More often than not a loose connection or poorly connected cable in your DC system will heavily affect charging and discharging of your battery.
We get many phone calls complaining that our charger is i n float but the battery monitor is only showing 60% charge. 99.5% of the time after working through the issue with the customer we find a loose connection or badly installed/crimped cable. ¼ of a turn on a nut or screw can make a massive difference in current flow.
When a charge source connected to a lead acid battery starts up, it tries to push as much current as possible based on the voltage the charger is reading from the battery. As the voltage rises and the battery reaches around 80% state of charge, the current will start to slow down due to the resistance building in the battery and eventually the battery will fill to 100% and the charger will enter the float state to maintain the battery.
Now if you have a loose connection in the charging line for example, the charger will start up like above but the loose connection will start to heat up as the charge source is trying to push the current through it. As the connection heats up, the resistance builds in the connection and the charger starts to reduce the current as the voltage rises and the charger will go into an early float state and the battery will not get charged. With very loose connections, the charger may only push 25% of its maximum current as the resistance is so high due to the poor connection.
The same goes for poorly crimped or soldered connections. It may seem alright by just looking at it, but grab the cable a give it a good pull. The wire and connector should still hold together after trying to pull them apart with great force. If the connection can be pulled apart, the crimp was not done correctly. A poor crimp leaves air pockets between the wire and connector. Air pockets allow moisture to collect, moisture causes corrosion, corrosion causes resistance, resistance causes heat, and ultimately will lead to a break down in the connection and worst case, catch fire. If you find a poor connection here, replace the terminal on the cable with a proper crimped/soldered lug.

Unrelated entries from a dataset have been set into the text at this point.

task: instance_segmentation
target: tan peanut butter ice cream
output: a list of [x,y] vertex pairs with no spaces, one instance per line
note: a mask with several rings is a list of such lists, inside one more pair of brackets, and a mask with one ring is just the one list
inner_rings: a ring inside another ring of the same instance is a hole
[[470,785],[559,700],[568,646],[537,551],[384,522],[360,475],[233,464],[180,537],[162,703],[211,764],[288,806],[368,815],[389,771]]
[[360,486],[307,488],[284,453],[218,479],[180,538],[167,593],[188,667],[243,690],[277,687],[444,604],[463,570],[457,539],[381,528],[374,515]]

For cables that are installed in a “Screwed Down Compression” style fitting (see image), it is not recommended to solder the ends of the cable. As you screw down on the bare cable the compression of the fitting makes the connection. When the cable has been soldered, the solder will expand under charge and contract when not charging. Over time the screwed compression fitting will become loose due to the expansion/contraction of the soldered cable and resistance/heat will start to build within the connection and very bad things start to happen (see photo below).

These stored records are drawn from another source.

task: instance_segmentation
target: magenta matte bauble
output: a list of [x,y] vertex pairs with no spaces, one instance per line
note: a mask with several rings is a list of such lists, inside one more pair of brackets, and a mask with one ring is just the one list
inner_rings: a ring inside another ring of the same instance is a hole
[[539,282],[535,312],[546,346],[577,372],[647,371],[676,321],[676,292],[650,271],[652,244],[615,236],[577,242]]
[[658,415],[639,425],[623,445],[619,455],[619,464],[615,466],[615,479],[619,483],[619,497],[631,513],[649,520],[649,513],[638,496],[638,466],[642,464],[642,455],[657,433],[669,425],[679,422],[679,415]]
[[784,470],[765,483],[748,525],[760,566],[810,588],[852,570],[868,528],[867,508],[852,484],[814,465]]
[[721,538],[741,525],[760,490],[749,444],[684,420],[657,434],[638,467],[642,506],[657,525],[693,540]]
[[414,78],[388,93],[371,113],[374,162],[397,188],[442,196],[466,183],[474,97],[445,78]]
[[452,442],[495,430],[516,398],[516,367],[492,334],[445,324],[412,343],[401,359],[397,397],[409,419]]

When cable connections are installed on bus bars or cable studs, we consistently see what we like to call “the staking issue” (see image). When cables are installed in this way, the largest cable with the biggest lug should be installed first, then the next largest and so on.Basically you will end up with the cables looking like a Christmas tree, fat at the bottom, thin at the top. We see many installs with the reverse setup, or smaller cables scattered through-out the stack. The larger cables will generally be your charging sources or inverter.

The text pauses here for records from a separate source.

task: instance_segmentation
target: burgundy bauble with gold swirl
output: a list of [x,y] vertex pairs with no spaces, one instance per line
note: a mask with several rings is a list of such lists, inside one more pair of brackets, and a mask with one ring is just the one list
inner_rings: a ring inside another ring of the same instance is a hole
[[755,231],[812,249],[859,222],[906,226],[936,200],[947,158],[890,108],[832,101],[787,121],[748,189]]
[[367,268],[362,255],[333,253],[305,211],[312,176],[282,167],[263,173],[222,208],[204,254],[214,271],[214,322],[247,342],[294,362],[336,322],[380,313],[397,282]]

Say you installed the inverter cable on the top of the stack. When you try and put a load through the inverter, the DC current is trying to transfer through the cable lugs that are stacked underneath the inverter cable, heating up the smaller cables & lugs, building resistance and ultimately not being able to transfer the full current required by the inverter. So, your 1000w inverter may only achieve a 600W output because of the way the DC cables have been installed.
All these issues can be easily avoided with the correct crimping and soldering tools and some basic common sense. If you charging system is behaving poorly the first thing to look at is your connections. With any mobile application, connections will work their way loose over time due to vibration. Part of your maintenance program should include checking all electrical and cable crimp connections every six months to ensure they are solidly crimped and mounted so your electrical system will operate at its peak performance.